Sochan gave good effort on defense — but he could usually be found getting torched by De’Aaron Fox (43 points and seven assists) or another King. His perimeter movements just weren’t quick enough to hang. Offensively, he was okay. Sochan’s ball-handling was better and he made some smart passes. He also took relatively good care of the ball. That said, his actual playmaking was extremely lacking.
Collins was without question the best player on the court for the Spurs. He jumpstarted San Antonio’s attack by scoring 17 first half points on 7-for-8 shooting from the floor. From physical interior moves to feathery three-pointers, Collins was doing it all. His passing was excellent and he made wise decisions. Defensively, his competitiveness was palpable. Collins had a few mistakes on defense but when the Spurs got a stop, he was typically in the mix.
In his second straight start, Champagnie was better. He still has a lot of room for growth but he didn’t look like a fish out of water tonight. In the first quarter, Champagnie was really good. He was 2-for-2 on threes in the opening period and also handed out three assists. Unfortunately, his offense the rest of the game was mostly unsightly. Champagnie had trouble dribbling and had a couple of ugly misses. His defense also got worse as the game progressed. But, hey, after his extremely slow start to the season, this halfway decent outing is definitely a step in the right direction.
The good: Branham was 4-for-7 on two-pointers and hit a couple notable buckets when it appeared as if the game was slipping away from the Spurs. His playmaking and passing were also plusses; he finished with five assists and no turnovers in 28 minutes. The bad: Branham’s lack of footspeed on the perimeter was a glaring liability on defense. Offensively, he missed all three of his three-pointers and was bothered more than usual by aggressive defenders.
McDermott did what he’s supposed to do. He knocked down a three-pointer, moved well without the ball and his gravity helped create shots for others. Defensively, McDermott was getting blown by right and left … but that was the case for most of his teammates.

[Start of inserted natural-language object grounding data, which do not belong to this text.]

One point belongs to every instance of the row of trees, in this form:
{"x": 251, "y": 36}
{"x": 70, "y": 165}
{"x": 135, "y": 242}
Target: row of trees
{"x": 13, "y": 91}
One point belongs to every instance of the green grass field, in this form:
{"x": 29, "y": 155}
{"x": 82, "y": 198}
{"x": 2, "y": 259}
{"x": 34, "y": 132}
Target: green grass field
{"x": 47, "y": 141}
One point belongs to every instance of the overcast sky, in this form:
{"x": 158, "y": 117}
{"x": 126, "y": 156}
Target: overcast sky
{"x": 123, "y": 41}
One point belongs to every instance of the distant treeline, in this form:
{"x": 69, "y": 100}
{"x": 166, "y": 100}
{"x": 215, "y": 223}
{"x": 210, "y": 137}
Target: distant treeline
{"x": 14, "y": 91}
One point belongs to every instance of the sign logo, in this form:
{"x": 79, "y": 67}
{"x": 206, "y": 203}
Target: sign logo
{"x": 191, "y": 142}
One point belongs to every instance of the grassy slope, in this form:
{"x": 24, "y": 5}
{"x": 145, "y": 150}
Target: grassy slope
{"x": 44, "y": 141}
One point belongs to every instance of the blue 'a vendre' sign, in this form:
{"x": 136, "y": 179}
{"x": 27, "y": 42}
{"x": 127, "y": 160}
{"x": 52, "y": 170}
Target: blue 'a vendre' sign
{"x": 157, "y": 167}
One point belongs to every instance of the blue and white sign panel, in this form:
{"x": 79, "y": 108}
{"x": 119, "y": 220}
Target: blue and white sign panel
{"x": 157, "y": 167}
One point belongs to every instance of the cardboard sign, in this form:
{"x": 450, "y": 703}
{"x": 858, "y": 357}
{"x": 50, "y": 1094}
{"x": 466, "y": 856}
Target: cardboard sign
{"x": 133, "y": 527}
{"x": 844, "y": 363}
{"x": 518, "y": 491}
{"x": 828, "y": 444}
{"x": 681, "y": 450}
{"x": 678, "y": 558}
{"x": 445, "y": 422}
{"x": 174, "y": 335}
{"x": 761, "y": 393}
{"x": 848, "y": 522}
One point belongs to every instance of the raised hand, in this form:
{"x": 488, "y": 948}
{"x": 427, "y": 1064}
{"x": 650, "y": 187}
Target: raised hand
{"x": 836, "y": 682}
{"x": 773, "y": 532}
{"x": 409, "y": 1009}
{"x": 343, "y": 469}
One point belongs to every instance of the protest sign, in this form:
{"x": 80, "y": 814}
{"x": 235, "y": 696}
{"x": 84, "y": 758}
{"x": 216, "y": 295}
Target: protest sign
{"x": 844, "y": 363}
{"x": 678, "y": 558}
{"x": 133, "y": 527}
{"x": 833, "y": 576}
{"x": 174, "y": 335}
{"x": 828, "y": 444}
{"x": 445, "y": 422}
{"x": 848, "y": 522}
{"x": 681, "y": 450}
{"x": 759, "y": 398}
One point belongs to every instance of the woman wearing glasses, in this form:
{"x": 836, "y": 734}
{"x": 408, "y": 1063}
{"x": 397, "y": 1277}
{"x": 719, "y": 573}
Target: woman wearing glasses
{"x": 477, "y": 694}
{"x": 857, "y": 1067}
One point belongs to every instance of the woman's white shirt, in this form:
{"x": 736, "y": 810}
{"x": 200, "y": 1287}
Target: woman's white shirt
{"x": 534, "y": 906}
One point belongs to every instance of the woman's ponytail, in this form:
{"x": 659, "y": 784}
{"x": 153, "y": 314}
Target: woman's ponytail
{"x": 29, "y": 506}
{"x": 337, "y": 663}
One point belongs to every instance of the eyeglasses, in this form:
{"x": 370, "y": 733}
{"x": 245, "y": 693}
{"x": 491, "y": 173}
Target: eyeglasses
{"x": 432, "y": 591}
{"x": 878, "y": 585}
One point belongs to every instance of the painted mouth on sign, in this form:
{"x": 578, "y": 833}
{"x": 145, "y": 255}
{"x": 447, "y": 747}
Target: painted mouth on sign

In the first half, Osman was pretty darn bad. His decisions offensively were wonky and his defense wasn’t good. To his credit, Osman played better in the second half. He made quicker, better decisions on offense and stuck to the gameplan better on defense.
Mamukelashvili was a bright spot for the Spurs. In his first real minutes of the season, his hustle and relentless movement paid immediate dividends. Defensively, he was all over the court and was disrupting the proceedings from a variety of angles. Offensively, his electricity seemed to jolt his teammates. A combination of vivacity and confidence made the offense flow better. I think it’s safe to say Mamukelashvili played well enough to earn another test drive in the rotation.
In an interesting move, Wesley got four minutes at the backup point guard position. He didn’t do much on either end during his time on the court. We’ll see if Pop keeps giving Wesley minutes while Tre Jones remains sidelined.
Bassey got a couple minutes before Pop looked elsewhere to get a better perimeter defender on the court.
I don’t think Pop could have done a lot more than he did. I liked the rotation’s new wrinkles, particularly giving Mamukelashvili a chance. Wembanyama got his touches, which hasn’t always been the case this season. The bottom line is the Spurs were in it in the fourth quarter against a playoff team playing at a high level without the services of Devin Vassell and Tre Jones.